In my last post, I explored the values of open-source software and why libraries are moving in this direction as a way to more easily and successfully implement new innovative systems. In this post, we will explore why libraries are moving to open-source ILS or LSP systems. The library industry has seen incredible success from open-source projects, and with the ILS space we have seen projects such as Koha and Evergreen make a massive impact in the world of public libraries and some other library types. These projects began to support a single library or library consortium, but over time grew into products that hundreds of libraries from around the world have adopted. When the FOLIO project first began, the community supporting its effort quickly set out to form a not-for-profit home for the project. The Open Library Foundation is a non-profit organization in the United States that is home to many leading open-source projects such as FOLIO, ReShare, GOKB and VuFind. The OLF is not alone, other organizations such as DuraSpace are also the home to open-source projects such as DSpace and Fedora. These organizations provide a highly valued service to these open-source projects; they provide a financial home, a board of directors, support for the community and an approach for sustainability.
Community is the foundation for any successful open-source project. The community represents the developers who work on the project, the users of the software, and everyone in between. An active community is one of the metrics commonly used to evaluate the success of the project and the sustainability. A great tool used to measure the development activity and the health of a community is with Open Hub (previously named OHLOH). Also, as most open-source projects leverage GitHub for code management, GitHub also has a “Insights” report to help measure activity. Here is a view for the code repository of the “front-end” for the FOLIO open-source project that EBSCO is involved with: https://github.com/folio-org/stripes/graphs/contributors. Another key metric is the number of messages and users active on the project’s mailing list or chat channel. It is important to know that if you run into a problem, need help or just want to chat with another community member, that you will have the opportunity to get your questions answered.
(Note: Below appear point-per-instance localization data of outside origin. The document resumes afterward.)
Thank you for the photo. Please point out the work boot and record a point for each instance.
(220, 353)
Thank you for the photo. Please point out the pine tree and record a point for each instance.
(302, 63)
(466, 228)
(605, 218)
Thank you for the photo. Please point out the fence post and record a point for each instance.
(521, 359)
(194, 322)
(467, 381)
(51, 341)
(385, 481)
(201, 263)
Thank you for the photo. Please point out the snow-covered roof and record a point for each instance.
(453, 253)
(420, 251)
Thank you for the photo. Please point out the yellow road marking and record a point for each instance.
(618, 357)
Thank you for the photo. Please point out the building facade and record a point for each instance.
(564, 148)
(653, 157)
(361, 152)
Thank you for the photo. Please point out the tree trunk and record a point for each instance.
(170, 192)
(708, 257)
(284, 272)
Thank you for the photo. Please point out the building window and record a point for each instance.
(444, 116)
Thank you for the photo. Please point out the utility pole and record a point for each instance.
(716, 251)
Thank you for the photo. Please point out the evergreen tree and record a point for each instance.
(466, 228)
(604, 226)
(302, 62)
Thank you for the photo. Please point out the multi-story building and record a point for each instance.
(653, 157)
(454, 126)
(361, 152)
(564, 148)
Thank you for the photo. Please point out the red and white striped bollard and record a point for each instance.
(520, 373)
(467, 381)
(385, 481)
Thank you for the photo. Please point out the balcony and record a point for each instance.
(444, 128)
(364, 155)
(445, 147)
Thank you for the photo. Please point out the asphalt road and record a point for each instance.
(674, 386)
Given that open-source software is generally free and open, this greatly reduces the total cost of ownership in the technology and allows for the implementing organization to direct funding into customization of the solution yielding a less expensive, but highly customized solution to help improve efficiencies by adopting new technology. If you are migrating from a commercial solution to a free product, this allows your library to make an investment in the implementation and customization of the workflows and tooling to get a much higher bang-for-the-buck. Additionally, leveraging the services of a vendor who specializes in the development and support of the software could be incredibly valuable to take full advantage of the cost savings and efficiencies. Having a vendor who specializes in the implementation and setup to ensure a fully customized and well implemented solution helps the library take full advantage of the efficiencies that the solution offers. Also leveraging a vendor who can provide hosting and support removes the overhead that a single library would have in supporting a critical service.
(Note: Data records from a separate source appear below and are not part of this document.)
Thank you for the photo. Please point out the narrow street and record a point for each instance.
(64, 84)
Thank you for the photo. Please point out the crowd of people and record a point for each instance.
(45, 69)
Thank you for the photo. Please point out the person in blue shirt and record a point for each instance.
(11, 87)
Lastly, if we make our investment in an open-source project by spending time with the implementation, committing to a vendor for support and hosting and building workflows around the software, we want to make sure that there is a sustainability plan for this open-source project. Open source tends to get a bad rap because there are tons of projects that are started, but never finished or brought to maturity. This is why we want to measure community engagement, measure the development activity and ensure that there is a sustainability plan to ensure this project will last. Having a foundation or non-profit organization backing the project is a big help and shows that there is planning and governance behind the project. When EBSCO joined the FOLIO effort, we helped the community to establish a non-profit foundation to support the sustainability and governance of the FOLIO community. Today, the Open Library Foundation supports multiple open-source projects for libraries with the goal for long term sustainability. The OLF puts on a user conference every year, known as WOLFCon (World Open Library Foundation Conference) bringing the communities of its projects together for planning, sharing and building of its communities.